Not everyone belongs to a gang, though. If you’re not part of the numbers (meaning you don’t “carry” or live by gang rules), you’ll likely be placed in a neutral spot — usually a bed in the middle of the cell. Why? Because the beds along the walls belong to the gang members, and those spaces are fiercely guarded. If you like 26's you sleep on their side right hand side and if you like 28's you sleep on the left hand side that's means you will not join the number but you will sleep there because you like that camp and you will be doing everything for that camp like washing clothes of the camp members and doing everything for them they can pay you little they have like ci******es or food but when they talk their gang language they don't want you near them because they can't discuss that with you since you are not their member you are just like an extra or an ice boy or messenger or whatever you can call it a person who stay with people who impress him in order to get little things and people like that are also available even outside they stay with people who have everything just to get a little from them in sizulu they call it (ukubamba ibhantsi) but in prison language they call it (ukuthanda amateki olova) in English it's means you like shoe's of gangsters meaning you like the life they live or path they take.

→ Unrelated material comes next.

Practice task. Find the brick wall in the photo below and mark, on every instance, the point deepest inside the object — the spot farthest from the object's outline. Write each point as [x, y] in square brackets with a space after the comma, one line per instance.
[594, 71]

If you end up in a gang’s section, your every move is watched. You can’t just wander around or talk to anyone you want — that could be seen as “crossing over” into enemy territory. Even casual conversation can be risky. Sharing the wrong story with the wrong side could be viewed as spying, and in prison, misunderstandings can turn deadly.
This is why prison veterans say: “Mind your place, mind your words, and mind your moves.” In here, even silence is a form of protection. Stay safe, avoid prison, don't do crime.